After leaving Toni! Tony! Toné!, Saadiq formed the supergroup Lucy Pearl with A Tribe Called Quest’s Ali Shaheed Muhammad and En Vogue’s Dawn Robinson. He released his first solo album, Instant Vintage, in 2002 and three more followed. Saadiq wrote the score for Netflix’s Black superhero saga, Luke Cage and HBO’s Jim Crow horror, Lovecraft Country. He wrote Philly’s Jill Scott’s 2005 Grammy Award-winning single, “Cross My Mind,” and Beyoncé’s 2023 Grammy winner, “Cuff It,” a song he originally wrote for Toni! Tony! Toné!

“But even with all the hits we’ve had as individual artists,” Wiggins said, “the real magic is when we all perform together on stage.”

I talked to Saadiq, Wiggins, and Riley last Thursday before they kicked off their reunion tour in Birmingham, Ala. Saadiq was insightful. Wiggins was ready to party. And Riley was reserved, but he did pipe in with fond memories of running the Rocky steps with his “core 9-to-5 Philly fans.”

This interview has been edited for length and clarity.

Why was Toni! Tony! Toné! gone so long?

RS: There are only 24 hours in a day and it’s kind of hard. When we first started we couldn’t imagine what would happen with our careers, as far as getting record deals, making records, having hit songs, being on tour, getting new friends, parents getting older. Our lives took different courses. I was doing different things. The group was doing different things. But music was always going to get us back together. The industry pulls people apart, but we couldn’t let it beat us.

Why is now the time?

RS: It was time we come back and show our fans who we truly are now. We always stayed close. We never had any love loss, we just did different things. Now we were all in a position to come back so we decided to pull the trigger.

DW: I can still remember how we started in a room jamming. The three of us in a room, hanging out. I wanted to get back to that truth. I just didn’t want someone to steal our legacy. That happens to a lot of groups. They walk away from their music and people are taking credit for the work they did. I didn’t want that to happen to us.

What are your favorite Philly memories?

DW: Hanging out with Charlie Mack at different shows.

RS: My favorite memory of Philadelphia is hanging out at Gamble and Huff’s studio. I wrote a song once that lifted a sample from [The Intruders’] “I’ll Always Love My Mama” and I had to go to the studio.
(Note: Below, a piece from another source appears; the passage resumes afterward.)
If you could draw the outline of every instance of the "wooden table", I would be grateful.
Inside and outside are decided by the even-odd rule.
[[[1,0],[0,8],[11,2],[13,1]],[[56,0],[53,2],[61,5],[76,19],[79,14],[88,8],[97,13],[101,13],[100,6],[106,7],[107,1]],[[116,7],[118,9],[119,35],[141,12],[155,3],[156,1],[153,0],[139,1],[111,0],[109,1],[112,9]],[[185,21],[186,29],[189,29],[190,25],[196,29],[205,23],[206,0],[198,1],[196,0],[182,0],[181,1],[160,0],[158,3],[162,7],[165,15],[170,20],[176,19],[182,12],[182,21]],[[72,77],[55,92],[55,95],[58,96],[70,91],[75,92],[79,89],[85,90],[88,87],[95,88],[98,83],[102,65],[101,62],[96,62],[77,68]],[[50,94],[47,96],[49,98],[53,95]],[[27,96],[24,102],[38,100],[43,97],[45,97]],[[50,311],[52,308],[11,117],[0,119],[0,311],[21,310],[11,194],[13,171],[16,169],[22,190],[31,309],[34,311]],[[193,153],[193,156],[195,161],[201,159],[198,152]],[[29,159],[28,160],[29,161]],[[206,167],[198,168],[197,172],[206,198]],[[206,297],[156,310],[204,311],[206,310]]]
To walk in that building and know all of the great music that has happened there … That was the most memorable thing in Philly I’d ever experienced.

You have so many hits, what are you most looking forward to performing on tour?

RS: “I Couldn’t Keep It to Myself.”

DW: “Gangsta Groove”

RS: There were a lot of songs on Sons of Soul and House of Music that we never really got to perform together, so this concert is a first for the fans. It will be a first for us and a first for everyone else, too.

TR: This is a homecoming for us and we are looking forward to being home together, performing on stage, together.


Tickets are $30 to $300 and available at www.livenation.com.